Fit For You: Muscle Activation Techniques
Emily Yenor has been a physical therapist for the past 20 years. For the first 10 of those years, she used traditional methods like ultrasound, deep tissue stretching and more to release muscle tightness in her clients. But she was frustrated by the lack of progress she was making with her patients.
“I felt like treating the tightness, digging in on these tight muscles, trying to stretch these tight muscles — it really wasn’t getting to the root of things,” notes Yenor.
That's when she started looking for other tools to help her clients and discovered Muscle Activation Techniques — or MAT.
"It's a biomechanical, very systematic process that is designed to identity and then also treat muscular weakness at the root of injuries, impeded performance and compromised healing," explains Yenor. Developed by Greg Roskopf, now mechanics consultant for the Denver Broncos, MAT is a non-invasive approach to help muscles move efficiently.
For Yenor, MAT became a "total life-changer" for her professionally and personally.

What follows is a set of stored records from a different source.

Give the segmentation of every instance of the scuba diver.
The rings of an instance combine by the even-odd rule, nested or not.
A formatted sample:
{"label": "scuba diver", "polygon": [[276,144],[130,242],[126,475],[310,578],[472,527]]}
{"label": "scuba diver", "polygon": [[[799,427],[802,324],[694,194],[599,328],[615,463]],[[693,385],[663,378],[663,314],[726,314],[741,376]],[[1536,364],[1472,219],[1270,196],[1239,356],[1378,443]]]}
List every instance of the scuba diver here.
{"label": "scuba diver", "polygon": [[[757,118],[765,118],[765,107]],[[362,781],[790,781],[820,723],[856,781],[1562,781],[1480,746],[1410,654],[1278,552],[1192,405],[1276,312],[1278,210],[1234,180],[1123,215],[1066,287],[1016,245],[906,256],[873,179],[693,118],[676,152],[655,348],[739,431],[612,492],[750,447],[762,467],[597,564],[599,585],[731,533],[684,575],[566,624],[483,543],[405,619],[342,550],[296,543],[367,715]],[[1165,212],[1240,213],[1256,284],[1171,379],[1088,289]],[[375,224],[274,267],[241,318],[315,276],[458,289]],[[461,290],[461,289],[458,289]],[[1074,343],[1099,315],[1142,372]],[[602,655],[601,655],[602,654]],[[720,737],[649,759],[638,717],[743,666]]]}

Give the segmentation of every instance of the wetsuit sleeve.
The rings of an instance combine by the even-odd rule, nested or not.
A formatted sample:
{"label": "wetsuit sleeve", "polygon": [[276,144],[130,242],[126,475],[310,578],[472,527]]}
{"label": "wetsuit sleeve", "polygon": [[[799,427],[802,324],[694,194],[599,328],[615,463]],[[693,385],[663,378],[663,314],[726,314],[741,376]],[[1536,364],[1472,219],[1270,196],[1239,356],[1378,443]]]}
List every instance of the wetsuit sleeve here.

When Yenor started studying MAT and was in the early stages of an internship 10 years ago, she was involved in a roll-over car accident.
Despite being a physical therapist, recovering from the accident was the first time she needed treatment herself. Yenor's physical therapist was the first Wisconsinite to be certified in MAT — and employed the techniques to help Yenor heal.
"I felt even better than I had prior to the accident, so it was just a great confirmation that this is what I'm supposed to be doing to help other people," says Yenor.
"This is what I'm supposed to be doing to help other people."
"It was really beautiful to overcome my injuries. And also now, I know what it's like to be on the other side of the pain and function and then see it through with this particular modality," she adds.
Yenor became Wisconsin’s first female MAT certified specialist in 2010 and hasn’t looked back. She says a great deal of helping people understand MAT is educating them — particularly that muscle tightness is usually a sign of muscular weakness in another place that the body is compensating for.
"Through range of motion testing, through muscle testing, we can really determine where is the best place to intervene and try to enhance the function of the muscular system," notes Yenor.
MAT involves a full movement assessment before you get any treatment. Then, based on your assessment, you may get exercises specific to your needs. The exercises don't try to lengthen or change the muscle, notes Yenor.
No bodies are the same. But stress, overuse and injuries often result in loss of muscle contraction, which leads to a lesser range of motion and impacts your overall body performance. Yenor says MAT uses force application techniques, such as pressing on the point where muscle ligament meets the joint and specified exercises that target muscles.
Your muscles, joints, and central nervous system are all interconnected. And Yenor says MAT helps make the brain and body connection stronger.
"Our nervous system is always at the root of muscle function. So we can tap into that nervous system and kind of reboot it with certain hands-on techniques and exercise positions and activities to help the body re-learn how to move," Yenor explains.
While Yenor is a physical therapist, she notes that MAT isn't the same as physical therapy. Physical therapy treats a specific body part or injury, while MAT is a proactive method to keep your body functioning at its best.
"I wish that I could say that MAT is the end all be all when it comes to healing every single ailment," says Yenor. "Our bodies are very complex. But when you have a muscle specialist and someone who gets to know the inner workings of your body from head to toe, it's so much easier when something does flare up or if you do get a new issue, someone that already knows your body can then intervene and have a positive impact."